Traveling through Africa, that is one girl’s expression of exasperation at the incessantly bumpy roads that have been dominating her journey.
Thankfully, most of us do most of our pedaling on something smoother, but we still need support, so here is my guide to choosing a sports bra for cycling.
Know your size
The first rule of all bra-buying is to know your size. Sports bras don’t have underwire and generally aren’t measured in cup sizes.
They can use dress sizes, but tend to be the dreaded small, medium, and large – and can also come in packets that stop you trying them on (annoying!).
So, get measured, or measure yourself, taking readings from around the very top of your rib cage, and from around your torso over the bust.
Understand impact levels
The second rule of bra-buying is: the bigger the bust, the more support it needs. When you’re looking for the right sports bra, though, there’s an extra support criteria to consider, and that’s the impact level.
A sports bra designed for running is going to prevent more bounce than a sports bra designed for yoga, for example. A running bra is high-impact and a yoga bra is low-impact.
For most cycling activities, medium- or low-impact sports bras will do, but if you fancy a day of shredding trails on a hardtail, you might want to upgrade!
Once you’re clued up on size and impact level, the next job is deciding on material, and this depends on the intensity of your cycling, your own body’s behavior, and your climate.
A criterium racer living in France will want to look for a sports bra that is light, highly breathable and dries fast, whereas a commuter living in Sweden might only need a cheaper, heavier sports bra, that has the added bonus of keeping out wind chill.
Sports bras can be traditional, plain and simple, or they can be neon pink with spaghetti straps. What you prefer is mostly up to you when you’re choosing a sports bra for cycling, but there are key things to remember.
Bigger straps will generally give greater support, and traditional shoulder straps can be shortened or lengthened easily for a better fit.
Some brands cleverly give you the racer back and shoulder straps, by adding a connector that draws the shoulder straps into racer back mode.
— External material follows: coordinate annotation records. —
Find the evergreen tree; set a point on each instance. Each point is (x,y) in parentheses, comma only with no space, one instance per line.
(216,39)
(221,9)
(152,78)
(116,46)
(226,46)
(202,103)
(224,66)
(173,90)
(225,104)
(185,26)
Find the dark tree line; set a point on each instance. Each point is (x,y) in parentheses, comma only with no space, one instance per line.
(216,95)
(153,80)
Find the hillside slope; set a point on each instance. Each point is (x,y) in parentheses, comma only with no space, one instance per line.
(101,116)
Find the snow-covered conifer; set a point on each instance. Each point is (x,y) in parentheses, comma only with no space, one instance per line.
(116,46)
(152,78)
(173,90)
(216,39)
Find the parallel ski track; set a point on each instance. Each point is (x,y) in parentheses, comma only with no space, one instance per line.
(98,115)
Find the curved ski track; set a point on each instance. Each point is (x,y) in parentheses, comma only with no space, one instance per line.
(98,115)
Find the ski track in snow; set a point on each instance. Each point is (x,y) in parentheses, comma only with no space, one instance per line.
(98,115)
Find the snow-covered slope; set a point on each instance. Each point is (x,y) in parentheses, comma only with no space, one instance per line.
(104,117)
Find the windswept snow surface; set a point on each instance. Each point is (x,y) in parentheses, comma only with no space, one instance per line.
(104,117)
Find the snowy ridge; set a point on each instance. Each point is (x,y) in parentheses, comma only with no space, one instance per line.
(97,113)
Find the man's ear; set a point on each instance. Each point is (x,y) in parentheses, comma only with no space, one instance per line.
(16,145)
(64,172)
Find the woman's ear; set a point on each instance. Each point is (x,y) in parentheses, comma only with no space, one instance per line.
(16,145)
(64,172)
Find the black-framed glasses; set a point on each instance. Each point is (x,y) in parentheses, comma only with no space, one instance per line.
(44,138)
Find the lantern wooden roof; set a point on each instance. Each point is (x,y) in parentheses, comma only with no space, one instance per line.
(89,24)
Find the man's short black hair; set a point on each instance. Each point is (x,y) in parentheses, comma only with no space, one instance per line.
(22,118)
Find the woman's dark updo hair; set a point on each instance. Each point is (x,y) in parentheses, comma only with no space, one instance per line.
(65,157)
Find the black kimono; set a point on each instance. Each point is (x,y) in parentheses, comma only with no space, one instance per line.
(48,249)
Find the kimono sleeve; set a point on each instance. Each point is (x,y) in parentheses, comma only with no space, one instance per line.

That increases the impact level the bra is suitable for, so you effectively get two bras for the price of one.
Most sports brands now make sports bras and it’s hard to gauge whether they are better than the sports bras made by lingerie brands.
Sports brands have a wealth of sports knowledge that they apply to making their sports bras, and lingerie brands know busts inside and out. There are plusses and minuses, and maybe we’ll review a selection from each industry soon.
After 15 years of horse riding, cycling and running, what I know for sure is that I don’t stray away from Shock Absorber. They are one of the first specialist sports bra designers and manufacturers, launching in 1994, and they have developed a very beginner-friendly levels system for grading their bras. Lately, they’ve upped the style stakes too.